Ash Dieback - what you need to know

02 December 2021

Environment Farm business and agri policy

Chalara dieback of ash, which is caused by the pathogen Hymenoscyphus fraxineus, is a serious disease of ash which frequently kills young ash trees and can seriously weaken older ash trees over a number of years.

Advance stages of infection in the latter will likely lead to a decrease in the amount of foliage within the crown and an increase in a type of regrowth known as epicormics. The timber will become stained and the risk increases of attack by secondary pathogens such as honey fungus (species of the Armillaria genus), which can kill the trees.

Spread has increased rapidly

Ash is a widespread species grown for both its timber and biodiversity value and which makes a substantial contribution to many landscapes. The spread of Ash Dieback has increased rapidly during the summers of 2017 and 2018 especially because conditions have been favourable for the movement of spores. The level of impact is variable across Wales but the disease is now present across the whole of Wales and will have a major impact on the landscape.

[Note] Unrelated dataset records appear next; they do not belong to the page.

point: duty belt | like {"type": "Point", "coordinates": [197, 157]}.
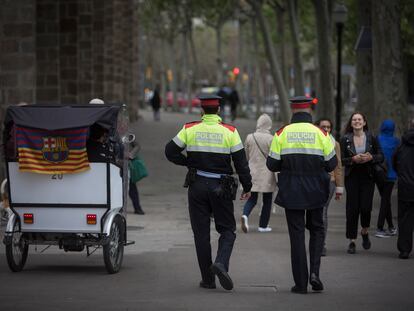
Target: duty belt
{"type": "Point", "coordinates": [208, 174]}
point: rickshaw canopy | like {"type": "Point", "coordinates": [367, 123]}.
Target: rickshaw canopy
{"type": "Point", "coordinates": [63, 117]}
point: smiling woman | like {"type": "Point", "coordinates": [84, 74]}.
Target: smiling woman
{"type": "Point", "coordinates": [360, 151]}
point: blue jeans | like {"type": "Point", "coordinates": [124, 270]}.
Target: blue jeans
{"type": "Point", "coordinates": [267, 205]}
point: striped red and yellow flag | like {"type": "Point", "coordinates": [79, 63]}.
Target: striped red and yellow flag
{"type": "Point", "coordinates": [52, 152]}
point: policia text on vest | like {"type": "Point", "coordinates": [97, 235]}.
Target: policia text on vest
{"type": "Point", "coordinates": [211, 146]}
{"type": "Point", "coordinates": [303, 154]}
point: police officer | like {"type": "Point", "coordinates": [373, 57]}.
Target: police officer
{"type": "Point", "coordinates": [303, 154]}
{"type": "Point", "coordinates": [211, 145]}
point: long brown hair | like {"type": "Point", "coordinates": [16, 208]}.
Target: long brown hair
{"type": "Point", "coordinates": [349, 129]}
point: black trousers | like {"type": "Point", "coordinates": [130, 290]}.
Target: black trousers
{"type": "Point", "coordinates": [296, 225]}
{"type": "Point", "coordinates": [405, 226]}
{"type": "Point", "coordinates": [385, 190]}
{"type": "Point", "coordinates": [204, 201]}
{"type": "Point", "coordinates": [134, 195]}
{"type": "Point", "coordinates": [359, 193]}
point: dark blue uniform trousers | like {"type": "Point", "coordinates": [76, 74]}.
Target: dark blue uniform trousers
{"type": "Point", "coordinates": [203, 200]}
{"type": "Point", "coordinates": [296, 225]}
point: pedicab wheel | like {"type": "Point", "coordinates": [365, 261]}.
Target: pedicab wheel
{"type": "Point", "coordinates": [16, 250]}
{"type": "Point", "coordinates": [113, 251]}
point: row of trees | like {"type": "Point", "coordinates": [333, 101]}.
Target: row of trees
{"type": "Point", "coordinates": [269, 37]}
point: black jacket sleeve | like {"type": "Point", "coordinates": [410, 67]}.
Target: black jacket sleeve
{"type": "Point", "coordinates": [331, 164]}
{"type": "Point", "coordinates": [174, 154]}
{"type": "Point", "coordinates": [242, 169]}
{"type": "Point", "coordinates": [273, 164]}
{"type": "Point", "coordinates": [377, 155]}
{"type": "Point", "coordinates": [346, 157]}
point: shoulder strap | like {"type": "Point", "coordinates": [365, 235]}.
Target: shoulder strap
{"type": "Point", "coordinates": [258, 146]}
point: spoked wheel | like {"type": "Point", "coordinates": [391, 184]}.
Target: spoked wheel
{"type": "Point", "coordinates": [17, 250]}
{"type": "Point", "coordinates": [113, 251]}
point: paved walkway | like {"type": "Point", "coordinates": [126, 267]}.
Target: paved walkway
{"type": "Point", "coordinates": [160, 271]}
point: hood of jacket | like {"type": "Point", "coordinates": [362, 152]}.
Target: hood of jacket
{"type": "Point", "coordinates": [387, 128]}
{"type": "Point", "coordinates": [408, 137]}
{"type": "Point", "coordinates": [264, 124]}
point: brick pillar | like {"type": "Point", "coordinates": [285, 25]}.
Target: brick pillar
{"type": "Point", "coordinates": [68, 45]}
{"type": "Point", "coordinates": [135, 88]}
{"type": "Point", "coordinates": [85, 69]}
{"type": "Point", "coordinates": [118, 48]}
{"type": "Point", "coordinates": [108, 51]}
{"type": "Point", "coordinates": [47, 52]}
{"type": "Point", "coordinates": [98, 49]}
{"type": "Point", "coordinates": [17, 51]}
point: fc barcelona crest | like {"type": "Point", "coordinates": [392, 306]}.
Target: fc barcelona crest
{"type": "Point", "coordinates": [55, 149]}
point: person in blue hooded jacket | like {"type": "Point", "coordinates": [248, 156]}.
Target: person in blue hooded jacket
{"type": "Point", "coordinates": [389, 144]}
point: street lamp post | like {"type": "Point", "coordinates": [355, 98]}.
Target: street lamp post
{"type": "Point", "coordinates": [339, 17]}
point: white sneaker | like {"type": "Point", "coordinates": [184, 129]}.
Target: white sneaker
{"type": "Point", "coordinates": [267, 229]}
{"type": "Point", "coordinates": [245, 224]}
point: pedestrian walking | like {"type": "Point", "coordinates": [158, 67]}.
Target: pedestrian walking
{"type": "Point", "coordinates": [156, 103]}
{"type": "Point", "coordinates": [337, 180]}
{"type": "Point", "coordinates": [257, 147]}
{"type": "Point", "coordinates": [303, 154]}
{"type": "Point", "coordinates": [133, 188]}
{"type": "Point", "coordinates": [211, 146]}
{"type": "Point", "coordinates": [389, 144]}
{"type": "Point", "coordinates": [404, 166]}
{"type": "Point", "coordinates": [360, 151]}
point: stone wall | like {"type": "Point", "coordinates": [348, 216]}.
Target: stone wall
{"type": "Point", "coordinates": [68, 51]}
{"type": "Point", "coordinates": [17, 51]}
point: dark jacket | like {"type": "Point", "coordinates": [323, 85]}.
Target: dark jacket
{"type": "Point", "coordinates": [303, 180]}
{"type": "Point", "coordinates": [404, 165]}
{"type": "Point", "coordinates": [389, 144]}
{"type": "Point", "coordinates": [348, 151]}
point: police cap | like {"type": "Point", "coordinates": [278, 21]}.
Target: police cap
{"type": "Point", "coordinates": [302, 102]}
{"type": "Point", "coordinates": [209, 100]}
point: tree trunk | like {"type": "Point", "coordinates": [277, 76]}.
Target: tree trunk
{"type": "Point", "coordinates": [219, 74]}
{"type": "Point", "coordinates": [274, 64]}
{"type": "Point", "coordinates": [325, 93]}
{"type": "Point", "coordinates": [173, 67]}
{"type": "Point", "coordinates": [364, 84]}
{"type": "Point", "coordinates": [389, 91]}
{"type": "Point", "coordinates": [186, 86]}
{"type": "Point", "coordinates": [256, 71]}
{"type": "Point", "coordinates": [163, 77]}
{"type": "Point", "coordinates": [281, 31]}
{"type": "Point", "coordinates": [294, 30]}
{"type": "Point", "coordinates": [193, 54]}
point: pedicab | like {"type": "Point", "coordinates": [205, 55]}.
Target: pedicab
{"type": "Point", "coordinates": [67, 171]}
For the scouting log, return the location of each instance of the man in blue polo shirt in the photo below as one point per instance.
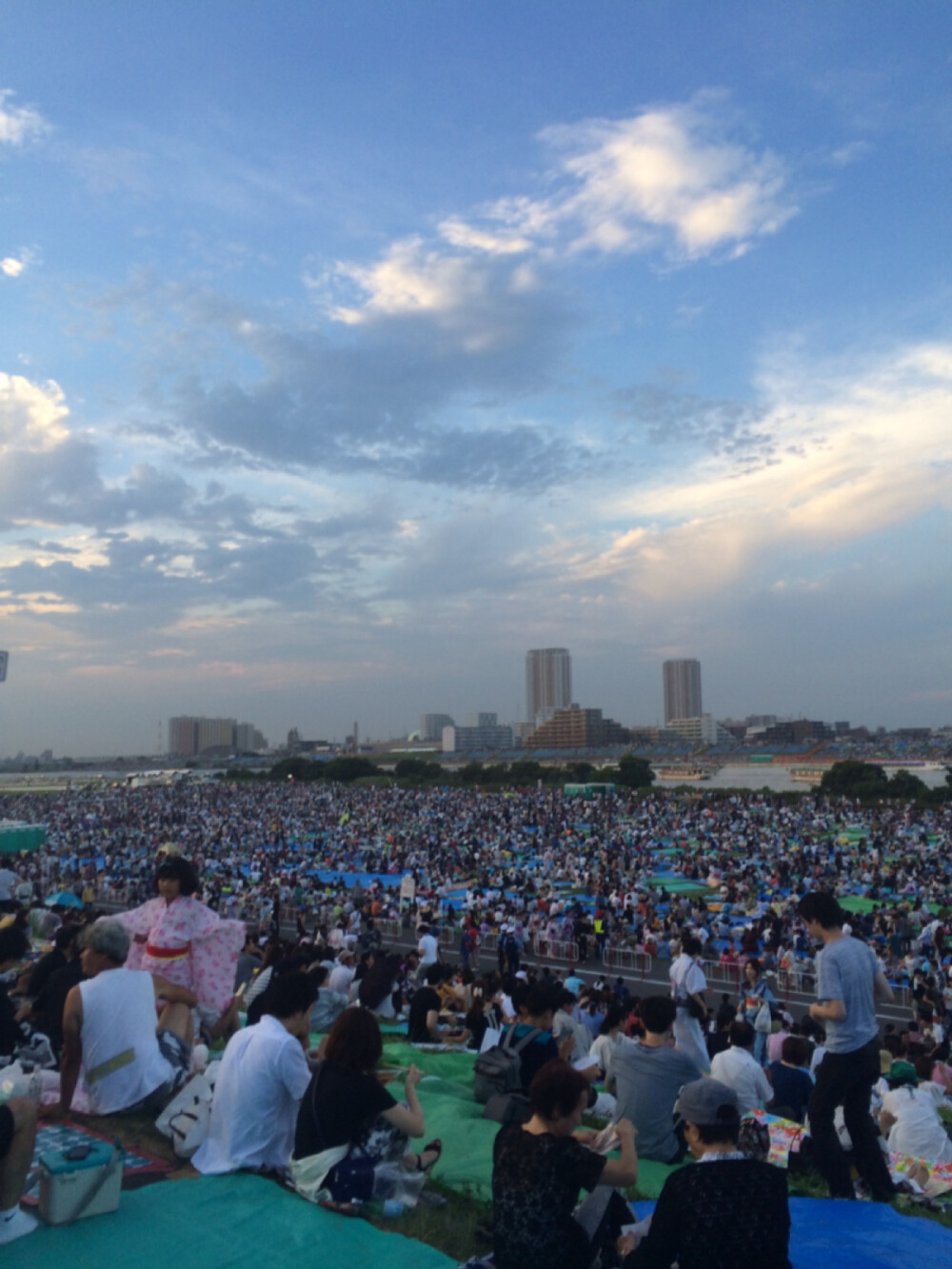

The current research indicates that about 5% of ash is likely to be tolerant to Ash Dieback. Ash Dieback can kill saplings and smaller trees but rarely kills larger trees, however, repeated infections kill parts of the tree crowns and weakens those larger trees to such an extent that they become infected by other diseases already present on the site e.g. honey fungus which will eventually kill them.

What to do if your tree(s) becomes affected

If your trees become infected by H. fraxineus then you will need to consider public safety and monitor your trees, particularly in areas with high levels of public access. NRW issues felling licences to fell growing trees, and there is no exemption under the Forestry Act 1967 to fell diseased trees

Exemptions from the need for a felling licence include felling necessary for the prevention of danger or the prevention or abatement of a nuisance.  This exemption will only apply if there is a real rather than a perceived danger, or a nuisance as recognised in law.  You may be required to provide evidence that the trees presented a danger, for example through an accredited arboriculturalist’s report or photographic evidence.  A diseased tree is not necessarily dangerous. 

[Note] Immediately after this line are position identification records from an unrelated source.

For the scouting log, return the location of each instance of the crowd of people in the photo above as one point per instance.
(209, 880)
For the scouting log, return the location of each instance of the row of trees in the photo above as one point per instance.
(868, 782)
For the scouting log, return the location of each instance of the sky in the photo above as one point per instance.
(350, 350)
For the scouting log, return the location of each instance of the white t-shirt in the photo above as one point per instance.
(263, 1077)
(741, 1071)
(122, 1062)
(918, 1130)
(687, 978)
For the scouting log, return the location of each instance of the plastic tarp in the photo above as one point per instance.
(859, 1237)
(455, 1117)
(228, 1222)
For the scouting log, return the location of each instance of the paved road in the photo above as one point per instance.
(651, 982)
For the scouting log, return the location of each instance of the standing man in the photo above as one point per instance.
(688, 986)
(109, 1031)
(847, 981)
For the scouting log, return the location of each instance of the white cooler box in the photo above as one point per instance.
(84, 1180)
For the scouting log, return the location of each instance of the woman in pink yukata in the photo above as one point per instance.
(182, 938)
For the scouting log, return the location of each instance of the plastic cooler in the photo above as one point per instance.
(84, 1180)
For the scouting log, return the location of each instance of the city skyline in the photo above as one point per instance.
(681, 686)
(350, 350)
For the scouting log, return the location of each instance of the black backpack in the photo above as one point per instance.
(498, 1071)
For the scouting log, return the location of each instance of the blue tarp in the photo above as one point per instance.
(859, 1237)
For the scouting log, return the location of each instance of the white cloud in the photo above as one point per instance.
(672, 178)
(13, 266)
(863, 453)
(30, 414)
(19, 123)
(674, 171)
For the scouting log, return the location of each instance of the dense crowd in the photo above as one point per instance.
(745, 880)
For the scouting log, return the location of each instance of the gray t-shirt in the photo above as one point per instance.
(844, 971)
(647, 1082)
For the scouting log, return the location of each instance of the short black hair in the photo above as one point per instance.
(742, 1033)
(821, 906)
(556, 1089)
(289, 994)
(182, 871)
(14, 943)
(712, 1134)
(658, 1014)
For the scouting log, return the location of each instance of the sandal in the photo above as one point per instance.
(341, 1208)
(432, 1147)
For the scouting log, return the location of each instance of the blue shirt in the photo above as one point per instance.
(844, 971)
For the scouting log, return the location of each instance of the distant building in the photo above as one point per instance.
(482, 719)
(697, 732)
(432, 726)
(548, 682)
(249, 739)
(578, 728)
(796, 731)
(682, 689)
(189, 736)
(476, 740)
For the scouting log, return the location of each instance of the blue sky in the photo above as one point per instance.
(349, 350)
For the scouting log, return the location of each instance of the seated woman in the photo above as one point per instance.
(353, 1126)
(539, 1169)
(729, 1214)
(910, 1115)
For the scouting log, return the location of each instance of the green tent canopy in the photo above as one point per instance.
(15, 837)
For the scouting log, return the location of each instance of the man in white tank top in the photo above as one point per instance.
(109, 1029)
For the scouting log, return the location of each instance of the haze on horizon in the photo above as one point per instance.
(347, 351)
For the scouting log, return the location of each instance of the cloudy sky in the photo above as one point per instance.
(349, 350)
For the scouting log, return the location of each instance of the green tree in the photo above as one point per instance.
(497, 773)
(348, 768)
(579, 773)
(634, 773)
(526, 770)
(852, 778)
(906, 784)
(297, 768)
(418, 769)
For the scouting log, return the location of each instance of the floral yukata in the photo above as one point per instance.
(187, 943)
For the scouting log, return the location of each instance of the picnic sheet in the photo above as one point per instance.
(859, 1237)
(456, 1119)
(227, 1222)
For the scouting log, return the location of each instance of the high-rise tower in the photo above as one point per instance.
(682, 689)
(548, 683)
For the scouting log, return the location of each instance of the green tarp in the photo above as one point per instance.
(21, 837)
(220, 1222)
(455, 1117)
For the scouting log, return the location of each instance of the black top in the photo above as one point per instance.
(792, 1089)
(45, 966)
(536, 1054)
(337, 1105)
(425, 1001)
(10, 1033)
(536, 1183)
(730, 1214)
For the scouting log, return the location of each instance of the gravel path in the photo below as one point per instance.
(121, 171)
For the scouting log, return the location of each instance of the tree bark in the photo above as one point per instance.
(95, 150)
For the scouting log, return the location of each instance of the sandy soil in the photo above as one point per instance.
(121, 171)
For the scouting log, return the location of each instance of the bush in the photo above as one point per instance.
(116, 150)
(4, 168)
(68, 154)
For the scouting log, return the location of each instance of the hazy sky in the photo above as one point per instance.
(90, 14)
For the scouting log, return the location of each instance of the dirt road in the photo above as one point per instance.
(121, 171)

NRW strongly recommend that you contact them if you are considering felling a tree or trees you consider to be dangerous.  NRW may be able to give advice that would minimise the danger without any felling.  You may be prosecuted for illegal felling if it is shown that the tree or trees did not present a real or immediate danger or they did not present a nuisance as recognised in law.  

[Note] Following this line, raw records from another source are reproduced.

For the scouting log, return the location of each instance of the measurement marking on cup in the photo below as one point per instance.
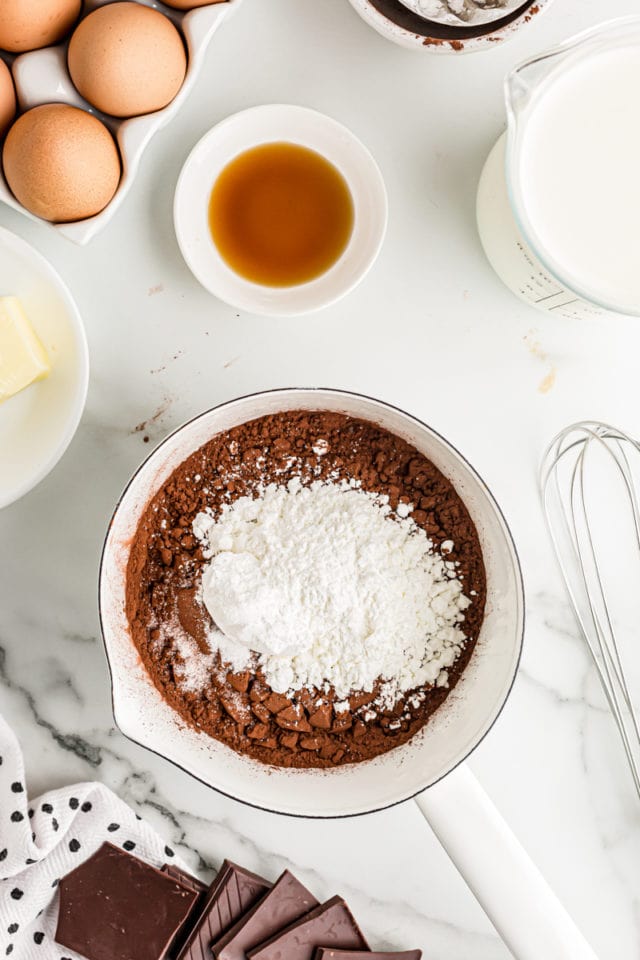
(559, 306)
(549, 296)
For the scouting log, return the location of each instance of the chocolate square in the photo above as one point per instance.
(330, 925)
(233, 892)
(287, 901)
(115, 907)
(326, 953)
(189, 882)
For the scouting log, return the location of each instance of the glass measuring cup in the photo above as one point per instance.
(555, 236)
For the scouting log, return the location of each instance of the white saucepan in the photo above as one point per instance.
(515, 896)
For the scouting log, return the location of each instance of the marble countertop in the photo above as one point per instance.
(432, 330)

For further information please contact Natural Resources Wales on 0300 0653000 or ZW5xdWlyaWVzQG5hdHVyYWxyZXNvdXJjZXN3YWxlcy5nb3YudWs=

More information on the Forest Research website here

Ensuring the safety of the public

Landowners have a responsibility to ensure the safety of those on their land and there is particular risk to the public from roadside trees, those adjoining other properties and those along public footpaths.  In circumstances where trees on private land pose a risk to public safety on public rights of way, the local authority can require a landowner to remove or prune the trees under Section 154 of the Highways Act 1981.

ash tree, leaves and boughs_37439

Anglesey focus

The prevalence of the disease has increased significantly over recent years and repercussions for both the County Council and landowners have the potential to be significant.

Isle of Anglesey County Council’s Ash Dieback Co-ordinator, Jacob Milner attended a recent meeting and outlined the background to the arrival of the disease and showed photographic evidence of how the disease progresses in infecting the trees.

Once 50% of the tree’s crown is affected then it’s recommended that a tree should be made safe.  If the level of damage to the tree’s structure is significant, it will become unstable and present a significant health and safety risk.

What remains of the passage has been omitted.